Он пожелал художнику спокойной ночи и вышел. Совсем стемнело. Из «главного» дома с ярко освещенными окнами доносилась тихая, нежная музыка. Значит, Агафья села за рояль по просьбе Марьи Карповны, Сметанова или, может быть, даже Левушки… Алексей задержался у крыльца, прислушался к каскадам жемчужных звуков и отправился дальше, глядя на звезды, задыхаясь от необъяснимого счастья. Нет, не в своем саду он гулял сейчас – он гулял в саду Кузьмы!
XI
Лошадьми торговали на плешивом, вытоптанном поле на выезде из города. Границы площадки, отведенной под ярмарку, были обозначены повозками, стоящими вплотную одна к другой. За этой импровизированной оградой выстроились бок о бок чахлые клячи с торчащими ребрами, гладкие блестящие жеребцы-производители, нервно роющие землю копытом рысаки, вьючные животные с тяжелыми крупами… Короткая привязь не позволяла им сдвинуться с места, и они переминались с ноги на ногу, пофыркивали, ржали, стоя лицом к пестрой, разноцветной толпе, движущейся мимо них. Людские особи были столь же разнообразны, сколь и лошадиные. Тут присутствовали и жирные, пузатые барышники в синих тулупах и бобровых шапках; и мужики в заплатанных рубахах; и быстроглазые цыгане, которые приставали к прохожим, выманивая деньги; и офицеры стоящего поблизости полка в летних мундирах; и мелкопоместные дворянчики, изобиловавшие в округе, в шляпах на головах и с перчатками в руках… Знатоки отворачивали у лошади нижнюю губу и изучали зубы, потом уверенным жестом приподнимали ногу, ощупывая мускулы и сухожилия, покачивали головой, обсуждая цену, отходили, возвращались, ударяли по рукам с торговцем в знак того, что сделка состоялась.
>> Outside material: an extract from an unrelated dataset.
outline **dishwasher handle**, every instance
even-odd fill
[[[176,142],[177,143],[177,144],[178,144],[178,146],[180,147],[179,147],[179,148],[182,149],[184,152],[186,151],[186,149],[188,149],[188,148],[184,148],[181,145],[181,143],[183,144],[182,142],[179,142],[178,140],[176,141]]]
Над этим огромным сборищем людей и животных поднимался нестройный гул: разговоры, смех, лошадиное фырканье и храп, какие-то междометия – все это колыхалось в воздухе и заставляло вспоминать шум волн в морском гроте.
Алексей сопровождал на ярмарку мать, которая решила купить молодую резвую лошадку, чтобы заменить ею уже не способную к работе старую кобылу Мушку. Они приехали сюда в коляске задолго до полудня, и теперь Лука следовал за ними в толпе на почтительном расстоянии. Марья Карповна оказалась здесь единственной женщиной, но такая мелкая подробность ничуть ее не тревожила. Высоко подняв голову, она резко и властно отражала попытки назойливых барышников всучить свой товар и только посмеивалась над их похвальбами. Ни одна лошадь пока не казалась ей достаточно красивой и достойной того, чтобы попасть в ее упряжку. Алексею оставалось только поддакивать. Он был счастлив оттого, что оказался наедине с нею. В подобные моменты близости он ощущал, что вся нежность матери направлена только на него. Забыв о перепалках с ней, забыв обо всех обидах, он думал лишь о том, насколько приятно расцветать в лучах, исходящих от этой женщины – такой женственной и такой по-мужски энергичной, такой элегантной и такой настойчивой. Младший брат и на этот раз остался в Горбатове – терпеть любовные поползновения Агафьи. Положение Левушки забавляло Алексея: младший брат представлялся ему не просто наживкой, но лакомым куском, отданным на растерзание прожорливой его невесте. Весь вопрос в том, скоро ли он даст ей себя заглотить окончательно. Сделав круг по ярмарке, Алексей спросил мать, не желает ли она возвратиться домой.